そのナーシャがジャンゴの元に尋ねてきた理由は1つ。
ジャンゴの盗賊稼業を止めに来たのだ—
「いい、ジャンゴ? ギルガンテから召還命令が来てるわ」
ナーシャがきっぱりとジャンゴにとって最悪の事実を告げる。
「マジかよ!? ………またあのオバハンに説教食らうのか……」
ジャンゴががっくりと肩を落とす。
「いいじゃない! これを機に反省して、私と一緒に未来のアルケミストたちを育てようよ!」
ナーシャがジャンゴの手を固く握る。
ジャンゴはナーシャが極端な「教えたがりや」であることを思い出しつつ、その手をそっと振り払う。

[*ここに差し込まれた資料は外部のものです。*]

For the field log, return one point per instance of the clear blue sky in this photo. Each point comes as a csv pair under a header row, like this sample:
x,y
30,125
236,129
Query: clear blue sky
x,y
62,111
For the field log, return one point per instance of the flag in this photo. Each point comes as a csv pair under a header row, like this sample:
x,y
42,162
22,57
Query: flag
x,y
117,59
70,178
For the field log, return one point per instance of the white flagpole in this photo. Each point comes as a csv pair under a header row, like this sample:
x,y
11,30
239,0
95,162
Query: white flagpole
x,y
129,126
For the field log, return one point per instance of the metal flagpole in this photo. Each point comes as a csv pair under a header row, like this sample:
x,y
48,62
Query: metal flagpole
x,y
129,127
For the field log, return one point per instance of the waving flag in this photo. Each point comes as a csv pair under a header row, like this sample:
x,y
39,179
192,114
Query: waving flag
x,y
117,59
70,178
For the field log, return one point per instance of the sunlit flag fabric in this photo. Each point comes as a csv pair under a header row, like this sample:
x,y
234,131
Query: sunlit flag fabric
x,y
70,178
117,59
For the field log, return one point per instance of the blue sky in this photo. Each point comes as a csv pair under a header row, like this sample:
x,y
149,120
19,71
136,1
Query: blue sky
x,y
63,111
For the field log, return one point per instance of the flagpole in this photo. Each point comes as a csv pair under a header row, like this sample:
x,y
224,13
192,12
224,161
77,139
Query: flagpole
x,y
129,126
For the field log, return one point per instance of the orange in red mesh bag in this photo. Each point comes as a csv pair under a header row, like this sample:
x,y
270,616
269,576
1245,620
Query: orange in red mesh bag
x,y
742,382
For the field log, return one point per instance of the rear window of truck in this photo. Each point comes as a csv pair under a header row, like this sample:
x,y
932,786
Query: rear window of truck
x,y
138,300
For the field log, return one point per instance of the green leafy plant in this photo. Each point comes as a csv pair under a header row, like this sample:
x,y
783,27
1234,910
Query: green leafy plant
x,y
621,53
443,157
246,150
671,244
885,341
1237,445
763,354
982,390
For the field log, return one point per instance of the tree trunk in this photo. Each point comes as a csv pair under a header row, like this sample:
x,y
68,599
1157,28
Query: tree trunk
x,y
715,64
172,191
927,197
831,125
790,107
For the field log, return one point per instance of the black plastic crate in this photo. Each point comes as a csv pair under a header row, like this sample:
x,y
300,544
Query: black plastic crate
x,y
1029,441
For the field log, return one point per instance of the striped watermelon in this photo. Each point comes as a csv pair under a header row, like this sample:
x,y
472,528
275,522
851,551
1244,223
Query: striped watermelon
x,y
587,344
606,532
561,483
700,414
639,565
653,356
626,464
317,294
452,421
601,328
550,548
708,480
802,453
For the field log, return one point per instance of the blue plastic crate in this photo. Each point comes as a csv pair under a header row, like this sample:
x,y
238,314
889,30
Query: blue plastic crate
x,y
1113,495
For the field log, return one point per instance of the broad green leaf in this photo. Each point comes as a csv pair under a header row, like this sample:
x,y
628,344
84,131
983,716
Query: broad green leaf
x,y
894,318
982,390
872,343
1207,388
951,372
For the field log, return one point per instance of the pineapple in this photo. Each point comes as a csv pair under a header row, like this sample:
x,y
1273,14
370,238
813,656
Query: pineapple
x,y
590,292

「俺には教官なんて似合わねえよ。それにまだ未来のアルケミストとか考えるほど歳食ってないし」
「………それは私が歳食ってるといいたいわけ?」
「い、いやいや、そうはいわないけど……とにかく、俺は行かないよ」
ジャンゴは立ち上がり、遠くの崖の上に見える教会を指差した。
「あいつらも待って………ん?」
ジャンゴの動きが止まる。
「? どうしたの、ジャンゴ?」
「煙……か…?」
ナーシャも立ち上がって教会のほうを見ると、確かに煙が上がっている。
「まさか……あれ、火事?」
大通りを歩く通行人たちも、次々に教会を指差しながら話し込んでいる。
「…………くそっ!」
ジャンゴは一目散に駆け出した。
「あっ……待って!」
ナーシャもジャンゴを追い、教会に向かって走り出す。
2人が教会についたときには、完全に火の手が教会全体に回っていた。
かすかに助けを求める声も聞こえる。
「くそっ……勢いが強すぎる!」
「どうする? 思いっきり水かけようか?」
水に関する錬金術が得意なナーシャが、右手に力をこめる。
「いや、この火を消すほどの水だと、中の人間まで流されちまう………よし、俺があの扉に突っ込むから、体を水で覆ってくれ」
「本気なの? いくらジャンゴでもそれは—」
「時間がない! 頼む!!」
「っ………」
ジャンゴの勢いに気圧され、ナーシャはジャンゴに向かって右手を突き出す。
「マリンバブル!」
ナーシャが叫ぶと、大量の水が噴出し、ジャンゴ覆うように膜を形成した。
「すまない、ナーシャ」
ジャンゴは一言つぶやくと教会の扉を睨み付ける。
大きく息を吸い、そして—
「うおおおおおおおおおお!!」
ジャンゴはまっすぐに教会に突っ込んだ。